Fast forward to today, and Womb has become a trio of siblings, with brother Haz back in the fold and sister Georgette Brown joining in on drums. Forrester says Womb was a name she’d been thinking about for her project for a while, but it wasn’t until the ‘Womb’ EP came out that she felt ready to take the moniker on.
“I feel like it’s a strong name in a way, so it took me a long time to build myself up to feel strong and be Womb, you know? But I do think that’s what a lot of my music is embodying, the womb in terms of a strong matriarchal energy or the womb as something very sexual.”

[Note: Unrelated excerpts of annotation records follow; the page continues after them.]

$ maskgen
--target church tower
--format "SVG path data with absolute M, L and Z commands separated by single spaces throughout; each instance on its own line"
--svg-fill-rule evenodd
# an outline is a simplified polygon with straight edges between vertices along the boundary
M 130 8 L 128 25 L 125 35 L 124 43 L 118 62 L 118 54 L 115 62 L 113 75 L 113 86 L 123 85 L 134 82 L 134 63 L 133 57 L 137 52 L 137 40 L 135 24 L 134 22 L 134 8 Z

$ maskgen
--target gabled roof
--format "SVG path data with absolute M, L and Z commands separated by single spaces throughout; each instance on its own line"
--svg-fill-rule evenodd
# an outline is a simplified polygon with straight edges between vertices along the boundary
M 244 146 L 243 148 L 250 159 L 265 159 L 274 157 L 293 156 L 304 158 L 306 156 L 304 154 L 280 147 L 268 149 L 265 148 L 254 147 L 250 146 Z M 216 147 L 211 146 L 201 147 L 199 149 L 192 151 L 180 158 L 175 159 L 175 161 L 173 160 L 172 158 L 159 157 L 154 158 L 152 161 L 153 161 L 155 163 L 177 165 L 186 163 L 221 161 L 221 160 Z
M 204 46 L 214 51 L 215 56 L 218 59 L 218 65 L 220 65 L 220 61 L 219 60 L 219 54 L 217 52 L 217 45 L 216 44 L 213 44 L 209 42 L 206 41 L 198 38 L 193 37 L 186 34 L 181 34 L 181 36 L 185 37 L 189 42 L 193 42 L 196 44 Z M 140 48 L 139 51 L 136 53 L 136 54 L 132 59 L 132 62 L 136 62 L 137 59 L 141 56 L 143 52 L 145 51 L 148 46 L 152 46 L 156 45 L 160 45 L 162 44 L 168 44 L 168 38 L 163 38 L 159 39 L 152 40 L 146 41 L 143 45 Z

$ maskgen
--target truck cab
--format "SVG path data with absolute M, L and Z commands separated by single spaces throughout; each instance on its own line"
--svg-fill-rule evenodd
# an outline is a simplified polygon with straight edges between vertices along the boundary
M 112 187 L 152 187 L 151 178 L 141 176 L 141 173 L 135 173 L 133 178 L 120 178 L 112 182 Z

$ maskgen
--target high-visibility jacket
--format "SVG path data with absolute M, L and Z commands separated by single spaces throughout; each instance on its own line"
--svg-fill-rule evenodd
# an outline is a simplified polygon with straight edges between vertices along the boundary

Forrester says she chose to go solo for a time because she wanted to be writing her own songs, and doing her own music, for a challenge, something different. Realising that playing alone wasn’t stimulating enough, she enlisted her siblings to play with her, turning Womb into a peculiarly well-named and fluid project.
“We can just jam and it flows really well, and we know the sound that we want to put out there.”
While she remains the main songwriter, the family trio put the songs together, together.
“I never want to make them feel like they’re in the background, that’s really important to me… I think we kind of all agree, maybe it’s best if I keep writing the actual songs and they’re doing their own drums beats and lines and guitar riffs. They do things I would never think of, [but] we all have the same consciousness about what we want to be making.”
Forrester says the songs on the EP are very soft, which is perfect for what they are, but next time she’d like to experiment more with her voice, to reflect their live shows.
“Now we scream and shit like that, so I want to get that side of it.”
The songs she writes have elements of her own life, but also have threads of general human experience and the matriarchal figures in her life.
“I’ve got songs about my sister, my mother, my brother – he’s not a matriarch but he’s probably the person I’m closest to in the world, because we’ve been together since the womb. I guess nature always comes into it nature as well, as a matriarch itself, the original mother.”
The trio have two gigs booked in June, one in Auckland and one in Palmerston North, and Forrester says they might do a few extra shows around that.